According to sources, the organization’s marketing department has been decimated, with any marketing employee at or above the director level having lost his or her job. The cuts also include several individuals within the conferences division.
Asked about the layoffs, the DMA issued the following statement: “Like so many prudent businesses, DMA is restructuring to ride out the current economic situation ensuring we remain strong and capable of continuing to provide outstanding service to our members and customers well into the future. As we proceed, it is our hope that the restructuring will be seamless to members. It is our intent to enhance our members’ DMA experiences, build upon our strengths and continue to improve and deepen the value of DMA to the growing direct marketing community. It would be inappropriate to discuss individuals affected by this restructuring.

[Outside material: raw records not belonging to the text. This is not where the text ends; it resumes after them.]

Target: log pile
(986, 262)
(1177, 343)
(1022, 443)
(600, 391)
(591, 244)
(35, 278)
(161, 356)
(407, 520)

We’ll have no further comment.”
Among the employees reportedly let go were Leslie J. Benjamin, director of education and event marketing; Douglas Berger, director of member communications; James F. Conway, vice president and counsel for corporate and social responsibility; Peter Johnson, VP and senior economist for strategy, analysis and planning; Alan P. Kuritsky, senior VP of sales and marketing; Charles A. Prescott, VP of global development; and Marci Silverman, director of membership and research marketing.
Industry guesstimates put the DMA’s pre-layoff staff level at around 120 people. In another development, the DMA has apparently suspended its daily member newsletter 3D.
The cuts follow a round of distressing financial news for the organization. Between 2007 and 2008, the DMA’s revenue dropped from $39.7 million to just over $39 million – and as its financial year ends on June 30, those figures do not include results from the most recent annual conference, which casual observers described as lightly attended.
Much of the revenue drop came from falloff in meetings and conferences, as well as in its educational services and research and strategic information. Its losses in these areas were partly offset by gains from its new Mail Moves America program.
In contrast, the company’s expenses, which as of June 30 totaled $29.5 million, were on par with those for 2007.